Benchmarks¶

Automated performance benchmarks for every TorchEBM module. Results are generated by the benchmark suite and rendered here automatically at documentation build time.

Quick Start¶

First Run (Baseline)After OptimizationQuick TestCI Mode

1	`bash benchmarks/run.sh`

Captures baseline performance numbers.

1	`bash benchmarks/run.sh`

Automatically compares against baseline and generates report.

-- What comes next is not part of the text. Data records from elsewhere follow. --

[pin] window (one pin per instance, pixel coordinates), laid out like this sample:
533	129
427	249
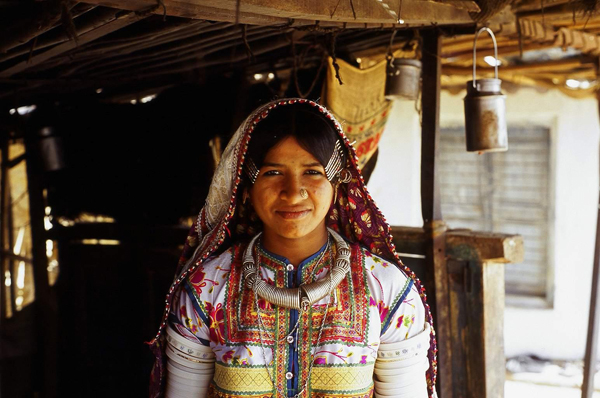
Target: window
504	192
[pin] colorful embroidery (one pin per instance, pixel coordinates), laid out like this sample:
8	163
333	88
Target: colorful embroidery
363	306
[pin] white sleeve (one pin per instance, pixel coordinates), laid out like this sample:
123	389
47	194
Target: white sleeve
190	366
400	367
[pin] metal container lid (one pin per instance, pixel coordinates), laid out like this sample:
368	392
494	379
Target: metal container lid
407	62
484	86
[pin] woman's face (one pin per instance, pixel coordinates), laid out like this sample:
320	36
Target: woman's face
286	170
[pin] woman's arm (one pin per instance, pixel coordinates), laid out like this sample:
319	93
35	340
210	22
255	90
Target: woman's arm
190	366
190	359
402	362
400	367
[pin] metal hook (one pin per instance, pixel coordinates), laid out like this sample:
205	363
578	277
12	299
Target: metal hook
475	53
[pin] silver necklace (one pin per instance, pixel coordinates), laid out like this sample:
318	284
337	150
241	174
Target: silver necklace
301	297
305	296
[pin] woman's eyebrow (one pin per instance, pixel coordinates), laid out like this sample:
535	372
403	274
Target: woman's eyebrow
271	164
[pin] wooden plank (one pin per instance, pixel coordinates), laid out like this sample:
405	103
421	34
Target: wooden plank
436	277
591	348
501	248
45	304
119	22
273	12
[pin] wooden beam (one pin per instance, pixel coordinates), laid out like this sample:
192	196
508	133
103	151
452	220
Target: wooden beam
436	275
591	348
306	12
45	304
119	22
551	66
484	246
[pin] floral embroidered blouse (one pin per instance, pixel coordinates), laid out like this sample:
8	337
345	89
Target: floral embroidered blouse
375	304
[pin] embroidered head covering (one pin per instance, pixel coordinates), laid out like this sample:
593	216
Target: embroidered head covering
353	214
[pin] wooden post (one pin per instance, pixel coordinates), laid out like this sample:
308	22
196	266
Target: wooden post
436	278
4	210
587	389
476	303
45	297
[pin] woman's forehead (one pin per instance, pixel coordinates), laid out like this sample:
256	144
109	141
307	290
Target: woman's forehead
289	152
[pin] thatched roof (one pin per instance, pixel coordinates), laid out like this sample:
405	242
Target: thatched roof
62	47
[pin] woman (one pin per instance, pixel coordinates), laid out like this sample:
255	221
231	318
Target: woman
289	285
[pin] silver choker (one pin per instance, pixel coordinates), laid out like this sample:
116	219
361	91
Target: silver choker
300	298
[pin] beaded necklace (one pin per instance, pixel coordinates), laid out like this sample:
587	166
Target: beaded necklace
305	296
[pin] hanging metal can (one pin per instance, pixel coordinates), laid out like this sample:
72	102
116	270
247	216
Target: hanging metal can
485	109
403	79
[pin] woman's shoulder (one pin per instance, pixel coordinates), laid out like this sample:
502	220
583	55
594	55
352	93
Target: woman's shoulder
376	263
217	263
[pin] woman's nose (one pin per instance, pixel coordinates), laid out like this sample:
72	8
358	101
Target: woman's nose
290	190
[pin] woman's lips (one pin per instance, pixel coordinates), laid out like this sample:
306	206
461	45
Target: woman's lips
292	214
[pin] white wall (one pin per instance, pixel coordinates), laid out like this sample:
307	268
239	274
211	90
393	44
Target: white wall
559	332
395	182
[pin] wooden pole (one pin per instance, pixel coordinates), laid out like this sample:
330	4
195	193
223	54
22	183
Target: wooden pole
589	369
436	278
45	297
4	209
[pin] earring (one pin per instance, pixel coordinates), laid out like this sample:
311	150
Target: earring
345	176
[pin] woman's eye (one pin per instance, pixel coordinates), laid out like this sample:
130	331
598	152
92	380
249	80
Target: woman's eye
271	173
314	172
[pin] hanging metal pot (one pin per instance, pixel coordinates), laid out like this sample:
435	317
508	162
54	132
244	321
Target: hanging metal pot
51	149
403	79
485	109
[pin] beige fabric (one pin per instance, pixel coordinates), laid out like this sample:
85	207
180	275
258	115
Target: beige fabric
359	104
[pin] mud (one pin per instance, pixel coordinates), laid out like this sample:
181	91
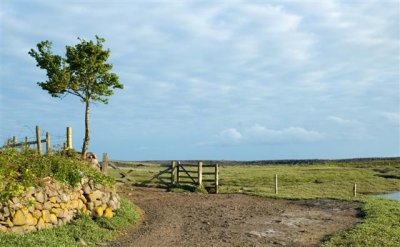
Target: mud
190	219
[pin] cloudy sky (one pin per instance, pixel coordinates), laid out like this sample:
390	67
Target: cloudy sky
234	79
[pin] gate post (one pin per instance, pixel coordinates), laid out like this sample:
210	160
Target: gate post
216	178
173	172
200	174
104	165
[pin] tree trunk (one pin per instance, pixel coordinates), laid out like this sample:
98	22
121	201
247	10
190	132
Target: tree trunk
87	130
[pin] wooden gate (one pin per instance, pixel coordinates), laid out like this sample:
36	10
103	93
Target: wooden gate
200	174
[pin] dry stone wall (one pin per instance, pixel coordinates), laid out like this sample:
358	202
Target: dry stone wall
56	204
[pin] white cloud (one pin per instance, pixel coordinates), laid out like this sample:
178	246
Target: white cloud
230	136
342	121
392	117
261	135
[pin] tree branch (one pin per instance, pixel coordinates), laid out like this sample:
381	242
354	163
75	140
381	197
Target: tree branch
75	93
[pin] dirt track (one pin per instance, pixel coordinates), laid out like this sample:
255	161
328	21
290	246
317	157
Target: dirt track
189	219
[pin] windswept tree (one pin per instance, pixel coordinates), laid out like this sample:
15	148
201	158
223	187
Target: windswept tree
83	72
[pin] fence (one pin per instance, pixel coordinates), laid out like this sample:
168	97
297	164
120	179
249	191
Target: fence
38	142
174	174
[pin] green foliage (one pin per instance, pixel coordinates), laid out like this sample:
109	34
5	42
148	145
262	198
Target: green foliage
80	232
83	71
19	170
380	228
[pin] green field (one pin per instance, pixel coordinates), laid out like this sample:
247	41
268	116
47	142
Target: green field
381	224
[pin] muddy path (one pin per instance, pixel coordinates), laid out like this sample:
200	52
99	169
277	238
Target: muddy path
189	219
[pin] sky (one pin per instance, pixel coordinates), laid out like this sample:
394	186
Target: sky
232	80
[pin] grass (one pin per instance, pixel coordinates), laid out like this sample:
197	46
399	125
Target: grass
81	232
381	224
20	169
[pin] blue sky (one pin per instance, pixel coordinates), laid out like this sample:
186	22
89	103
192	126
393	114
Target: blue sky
244	80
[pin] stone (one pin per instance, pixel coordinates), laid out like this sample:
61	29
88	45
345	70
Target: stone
6	211
19	218
87	189
40	197
53	219
108	213
37	214
55	211
3	228
38	206
65	198
112	204
47	205
9	222
97	203
90	206
73	204
99	211
99	186
15	200
29	228
30	220
17	229
30	191
40	225
46	216
31	209
83	199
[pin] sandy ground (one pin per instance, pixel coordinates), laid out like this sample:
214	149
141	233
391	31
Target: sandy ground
191	219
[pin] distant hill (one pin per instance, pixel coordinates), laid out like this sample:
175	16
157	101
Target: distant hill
257	162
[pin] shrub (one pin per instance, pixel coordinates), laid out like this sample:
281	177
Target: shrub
21	169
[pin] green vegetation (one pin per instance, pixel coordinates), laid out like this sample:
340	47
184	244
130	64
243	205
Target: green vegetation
19	170
381	225
81	232
83	72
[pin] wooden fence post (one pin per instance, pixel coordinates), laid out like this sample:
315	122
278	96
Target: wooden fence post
355	190
38	141
200	174
48	143
173	172
216	178
14	141
26	144
69	138
104	166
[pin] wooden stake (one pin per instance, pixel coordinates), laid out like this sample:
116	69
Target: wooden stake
173	172
216	178
104	166
48	143
178	167
38	141
26	143
69	138
355	190
14	142
200	174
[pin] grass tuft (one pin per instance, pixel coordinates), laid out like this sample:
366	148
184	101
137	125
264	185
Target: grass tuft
80	232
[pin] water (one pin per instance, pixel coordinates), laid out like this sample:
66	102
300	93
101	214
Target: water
394	196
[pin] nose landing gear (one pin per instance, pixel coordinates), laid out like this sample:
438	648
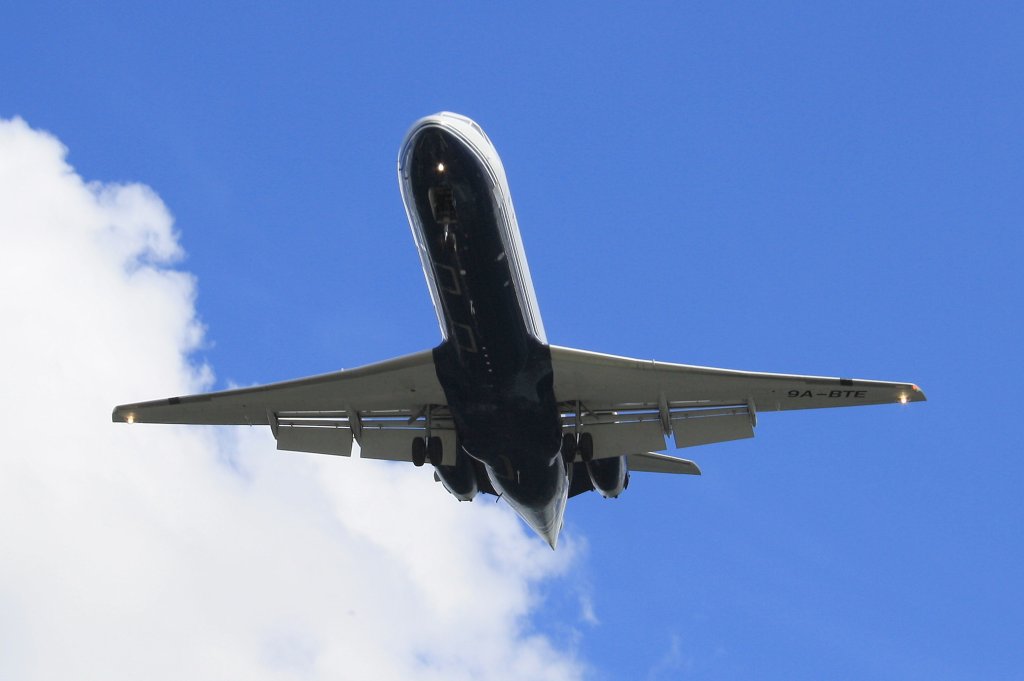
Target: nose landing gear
427	449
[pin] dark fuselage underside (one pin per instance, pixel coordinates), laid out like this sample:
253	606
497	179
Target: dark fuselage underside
496	375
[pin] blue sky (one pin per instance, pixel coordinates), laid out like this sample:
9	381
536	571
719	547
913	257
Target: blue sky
808	188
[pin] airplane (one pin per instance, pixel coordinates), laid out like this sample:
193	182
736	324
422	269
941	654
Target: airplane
496	409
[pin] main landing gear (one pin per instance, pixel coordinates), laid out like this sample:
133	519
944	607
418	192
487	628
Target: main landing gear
427	449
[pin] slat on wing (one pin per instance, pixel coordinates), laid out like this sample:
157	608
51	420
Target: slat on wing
401	385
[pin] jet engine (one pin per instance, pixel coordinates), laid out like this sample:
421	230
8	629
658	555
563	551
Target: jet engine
459	479
609	476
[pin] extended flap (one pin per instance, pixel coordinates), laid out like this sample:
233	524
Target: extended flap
704	428
315	439
652	462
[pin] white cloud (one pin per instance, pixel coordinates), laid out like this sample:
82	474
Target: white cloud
169	552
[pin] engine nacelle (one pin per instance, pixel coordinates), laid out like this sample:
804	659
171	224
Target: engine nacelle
609	476
459	479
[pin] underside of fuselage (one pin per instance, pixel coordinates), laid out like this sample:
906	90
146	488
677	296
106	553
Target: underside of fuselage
494	364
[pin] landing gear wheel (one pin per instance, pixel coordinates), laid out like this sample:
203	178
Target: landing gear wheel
419	451
586	447
568	448
435	451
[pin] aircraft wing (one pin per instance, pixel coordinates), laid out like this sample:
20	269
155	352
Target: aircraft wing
382	406
631	406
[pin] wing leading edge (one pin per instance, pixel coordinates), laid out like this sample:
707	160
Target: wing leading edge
381	406
632	406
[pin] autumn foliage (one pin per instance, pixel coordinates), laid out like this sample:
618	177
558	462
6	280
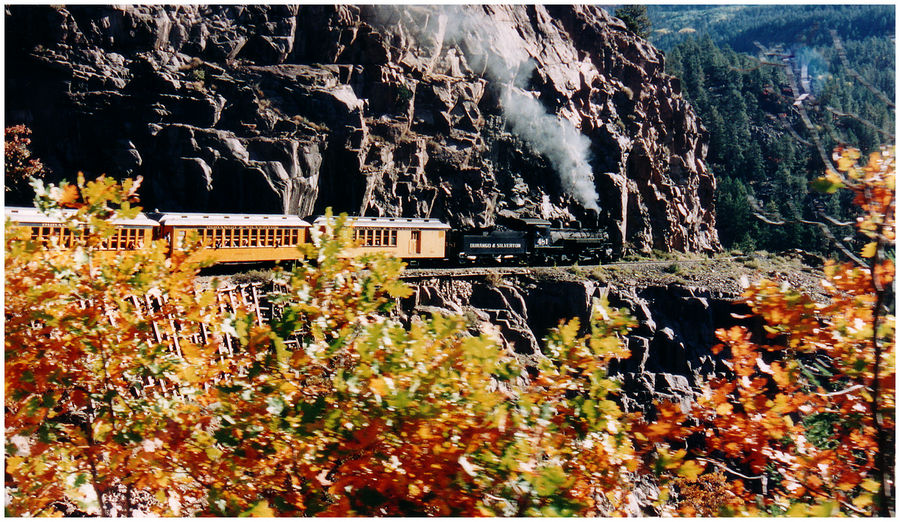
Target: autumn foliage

1	`bash benchmarks/run.sh --quick`

Small-scale only (~1 min).

1	`bash benchmarks/run.sh --ci`

Exits non-zero on regression > 5%.

Coverage¶

Losses

Exact SM, Approx SM, Sliced SM, Contrastive Divergence, Equilibrium Matching
Samplers

Langevin Dynamics, HMC, Flow ODE
Integrators

Leapfrog, Euler-Maruyama, RK4, DOPRI5 (adaptive)
Models

Transformer forward, Transformer forward+backward
Interpolants

Linear, Cosine, Variance-Preserving

Scale Configurations¶

Scale	Batch Size	Dimensions	Steps
`small`	64	8	50
`medium`	256	32	100
`large`	1024	128	200

Measurement Methodology¶

Aspect	GPU	CPU
Timer	`torch.cuda.Event`	`time.perf_counter`
Warm-up	10 iterations	3 iterations
Measured	50 iterations	20 iterations
Memory	`cuda.max_memory_allocated`	N/A
Statistics	median, mean, std, IQR, min, max	same
Comparison	geometric mean speedup	same